Canaries on the Rim-living downwind in the west by Chip Ward

                This book is from the perspective of Mr. Ward and his personal battle with protecting the environment. He moves out west living in Utah and Nevada and while there is faced with many interesting environmental problems like a magnesium refinery with chlorine gas emissions through the roof, warhead missiles scattered among the desert,  and a former  nuclear test site just to name a few. He truly tried to act whenever he felt there was an environmental injustice forming commissions, signing petitions and doing his own scientific studies. It makes me feel that I too have the power to act when I feel the government or state or anyone isn’t treating the environment justly.
                The Cow got stuck in the Chimney:
                Cows poop in everyone’s drinking water and this is awful because cow poop has a protozoan, giardea, which causes dysentery. Cows are a “square peg in a desert’s round hole.” They “kick up dust, compact soils, breakdown surfaces that fix nitrogen into the soil, erode hill sides, and chew out stressed plants down to the nubs.” After gold rush, there was a cow rush out West. In 1863 there were 97,000 cows grazing parched Santa Barbara County in California.
In this chapter of Ward’s book he is obviously talking about the negative effects cows have had on the environment. While out west, we saw first a dairy farm and learned that cows eat about 100 pounds of food each day and drink up to 1-2 tubs of water per day; cows add a huge strain onto the environment. If we ate less meat, produced less cows, and used the farmland that would have fed a cow to feed people we could end hunger in the United States.
We out west also visited methane digester which is a type of energy system where you capture the methane released from cow poop and use the methane to generate electricity.

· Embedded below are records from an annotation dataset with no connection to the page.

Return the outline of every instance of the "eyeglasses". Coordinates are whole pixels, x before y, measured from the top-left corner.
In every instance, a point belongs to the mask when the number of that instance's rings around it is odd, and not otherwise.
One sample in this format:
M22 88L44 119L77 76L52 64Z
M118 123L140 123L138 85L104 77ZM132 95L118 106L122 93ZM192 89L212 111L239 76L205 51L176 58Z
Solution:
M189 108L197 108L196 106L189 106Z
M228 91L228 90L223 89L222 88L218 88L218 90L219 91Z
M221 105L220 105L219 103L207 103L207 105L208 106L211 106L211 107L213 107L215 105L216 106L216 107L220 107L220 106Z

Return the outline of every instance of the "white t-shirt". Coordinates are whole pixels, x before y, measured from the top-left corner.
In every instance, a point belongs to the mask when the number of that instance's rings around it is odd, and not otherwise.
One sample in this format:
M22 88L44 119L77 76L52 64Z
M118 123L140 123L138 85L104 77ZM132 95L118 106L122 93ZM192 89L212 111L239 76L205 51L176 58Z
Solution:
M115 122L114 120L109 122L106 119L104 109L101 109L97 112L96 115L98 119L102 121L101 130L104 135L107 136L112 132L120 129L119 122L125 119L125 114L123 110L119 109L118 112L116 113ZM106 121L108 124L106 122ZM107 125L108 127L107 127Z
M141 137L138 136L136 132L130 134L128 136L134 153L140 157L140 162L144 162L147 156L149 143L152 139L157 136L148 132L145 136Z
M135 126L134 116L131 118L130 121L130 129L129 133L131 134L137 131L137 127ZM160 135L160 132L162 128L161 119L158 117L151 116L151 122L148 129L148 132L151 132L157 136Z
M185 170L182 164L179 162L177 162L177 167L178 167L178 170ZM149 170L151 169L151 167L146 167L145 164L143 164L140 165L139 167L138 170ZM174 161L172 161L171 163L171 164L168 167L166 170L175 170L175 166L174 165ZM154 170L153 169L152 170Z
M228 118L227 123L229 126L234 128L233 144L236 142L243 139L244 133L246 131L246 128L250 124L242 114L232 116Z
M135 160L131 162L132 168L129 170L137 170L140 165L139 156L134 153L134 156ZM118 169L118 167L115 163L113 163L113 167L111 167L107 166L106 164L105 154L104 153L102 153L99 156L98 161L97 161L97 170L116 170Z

If nothing else cows in Southern California can be looked at as an energy source.

Landing on the Rim of the Great Basin:
                The Great Basin is considered a “wasteland”- a redundant landscape of mostly dry desert and small mountain ranges-it was looked upon as an obstacle to westward expansion.
I can see why people say the Great Basin located in Nevada as a wasteland. It is a huge hot, dry piece of land. While in Las Vegas, I was on top of the Stratosphere looking over the city. You could see the lights of the city expand below you and then abruptly stop in the distance. Was there an ocean out there in the distance, why did the lights of the city just suddenly stop? Well, it is because Las Vegas is built in a desert, which is no ocean, its desert. Also when we were in Reno, Nevada I could not get over how windy it was. It is so windy because again a big city in a desert just in northern not southern Nevada. There are no obstacles to block the wind just open land so therefore Reno is very windy.
Cowboys in Gas Masks:
There are 1,140 of those are uranium mines in Utah according to the book. We were graced with visiting one uranium mine while we were outside Moab, Utah. The mine we visited thankfully was being cleaned up by the Department of Energy but it still was right on the edge of the Colorado River so who knows if any of the radioactive material touched the water supply.